Cyprus International Institute for Environmental & Public Health, Cyprus University of Technology, Limassol, Cyprus.
Department of Electron Microscopy/Molecular Pathology, Cyprus Institute of Neurology and Genetics, Nicosia, Cyprus; Cyprus School of Molecular Medicine, Nicosia, Cyprus.
Pulm Pharmacol Ther. 2018 Feb;48:15-21. doi: 10.1016/j.pupt.2017.10.010. Epub 2017 Oct 19.
Few studies have examined the potentially therapeutic effect of increasing the production of endogenous nitric oxide (NO) in Primary Ciliary Dyskinesia (PCD) and other chronic respiratory conditions. Nasal NO is low in PCD and has been found to correlate with compromised Ciliary Beat Frequency (CBF). In this study we assessed the effect of increasing l-Arginine, as the substrate of NO synthases, on CBF in biopsies of human respiratory ciliated epithelium.
A total of 28 suspect cases with chronic respiratory manifestations referred for PCD diagnostic testing and 8 healthy controls underwent nasal brushing. Obtained epithelial cells were divided between three culture medium 199 solutions, containing different levels of l-Arginine (0.33 mM as baseline, 1 mM and 10 Mm as increased levels). CBF measurements were obtained at 37 °C and 25 °C at 1, 3 and 24 h after sample acquisition.

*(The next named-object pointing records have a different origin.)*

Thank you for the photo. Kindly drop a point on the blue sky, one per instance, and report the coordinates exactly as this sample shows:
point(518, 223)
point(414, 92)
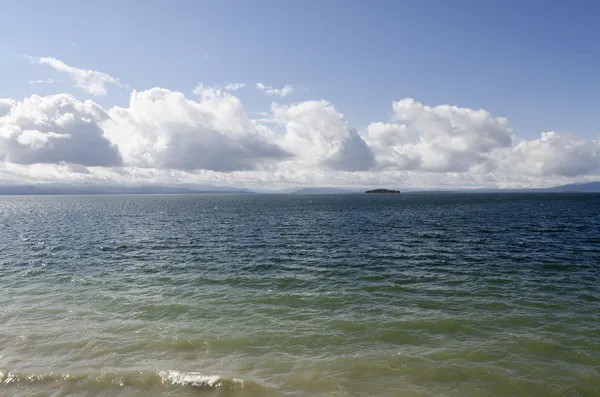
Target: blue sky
point(534, 62)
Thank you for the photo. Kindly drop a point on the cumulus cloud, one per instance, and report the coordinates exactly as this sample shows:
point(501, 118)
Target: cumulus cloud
point(47, 81)
point(271, 91)
point(165, 137)
point(91, 81)
point(163, 129)
point(438, 139)
point(318, 135)
point(234, 86)
point(553, 154)
point(55, 129)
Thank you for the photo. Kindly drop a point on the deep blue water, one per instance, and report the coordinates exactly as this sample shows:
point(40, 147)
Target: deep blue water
point(325, 295)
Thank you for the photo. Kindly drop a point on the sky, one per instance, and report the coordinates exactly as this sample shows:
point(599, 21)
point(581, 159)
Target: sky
point(278, 94)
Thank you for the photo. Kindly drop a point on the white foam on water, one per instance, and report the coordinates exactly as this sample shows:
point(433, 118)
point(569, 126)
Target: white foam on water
point(195, 379)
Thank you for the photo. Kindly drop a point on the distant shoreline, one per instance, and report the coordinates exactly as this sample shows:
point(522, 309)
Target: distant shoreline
point(383, 191)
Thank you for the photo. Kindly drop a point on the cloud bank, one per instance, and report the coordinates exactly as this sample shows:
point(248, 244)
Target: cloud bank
point(164, 136)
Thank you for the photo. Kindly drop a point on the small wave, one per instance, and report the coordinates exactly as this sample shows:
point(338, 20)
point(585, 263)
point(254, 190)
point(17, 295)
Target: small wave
point(143, 380)
point(197, 379)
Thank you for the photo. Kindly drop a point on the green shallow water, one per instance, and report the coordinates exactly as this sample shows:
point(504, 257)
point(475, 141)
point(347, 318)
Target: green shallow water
point(409, 295)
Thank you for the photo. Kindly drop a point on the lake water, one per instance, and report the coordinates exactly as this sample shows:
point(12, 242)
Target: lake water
point(288, 295)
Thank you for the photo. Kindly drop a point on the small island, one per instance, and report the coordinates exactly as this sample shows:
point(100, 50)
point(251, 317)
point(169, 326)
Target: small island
point(383, 191)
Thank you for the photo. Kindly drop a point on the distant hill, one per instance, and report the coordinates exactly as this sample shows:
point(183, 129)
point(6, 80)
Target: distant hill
point(326, 190)
point(56, 189)
point(589, 187)
point(382, 191)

Among a total of 36 recruited subjects, 8 had PCD confirmed (PCD n = 8), 20 had PCD excluded (non-PCD n = 20) and 8 were healthy controls (Healthy Controls = 8). Among PCD subjects, ciliary motility was characterized by rotational (n = 5) or dyskinetic (n = 3) beating. At 37 °C, compared to baseline, higher levels of l-Arginine resulted in up to 9% CBF increase at 1 h (p = 0.007), up to 9% CBF increase at 3 h (p < 0.001) and up to 12% CBF increase at 24 h (p = 0.002). Similar although smaller scale increases were recorded at 25 °C. The effect of l-Arginine was time dependent (interaction p = 0.002) and was similar in PCD patients, non-PCD chronic respiratory patients and healthy controls (interaction p = 0.800).
l-Arginine increases CBF and merits to be evaluated as a potential stimulator of mucociliary clearance in chronic respiratory conditions and congenital ciliary disorders with residual motility. Larger human studies are needed to confirm these findings.
很少有研究探讨增加内源性一氧化氮(NO)产生对原发性纤毛运动障碍(PCD)和其他慢性呼吸系统疾病的潜在治疗作用。PCD 患者的鼻腔一氧化氮水平较低,并且已经发现与纤毛摆动频率(CBF)受损有关。在这项研究中,我们评估了增加 L-精氨酸(NO 合酶的底物)对人呼吸道纤毛上皮活检组织中 CBF 的影响。
共 28 例有慢性呼吸道表现的疑似病例接受 PCD 诊断检测,8 例健康对照者接受鼻刷。获得的上皮细胞分为三种 199 培养液,含有不同水平的 L-精氨酸(以 0.33mM 为基础水平,1mM 和 10mM 为增加水平)。在样本采集后 1、3 和 24 小时,在 37°C 和 25°C 下测量 CBF。
在总共招募的 36 名受试者中,8 名被确诊为 PCD(PCD 组 n=8),20 名被排除 PCD(非 PCD 组 n=20),8 名是健康对照者(健康对照组 n=8)。在 PCD 患者中,纤毛运动表现为旋转(n=5)或运动障碍(n=3)。在 37°C 下,与基础水平相比,较高水平的 L-精氨酸在 1 小时时导致 CBF 增加 9%(p=0.007),在 3 小时时导致 CBF 增加 9%(p<0.001),在 24 小时时导致 CBF 增加 12%(p=0.002)。在 25°C 下记录到了类似但规模较小的增加。L-精氨酸的作用具有时间依赖性(交互作用 p=0.002),并且在 PCD 患者、非 PCD 慢性呼吸道患者和健康对照者中相似(交互作用 p=0.800)。
L-精氨酸增加了 CBF,值得作为慢性呼吸道疾病和有残余运动能力的先天性纤毛运动障碍的潜在黏液清除刺激物进行评估。需要更大规模的人体研究来证实这些发现。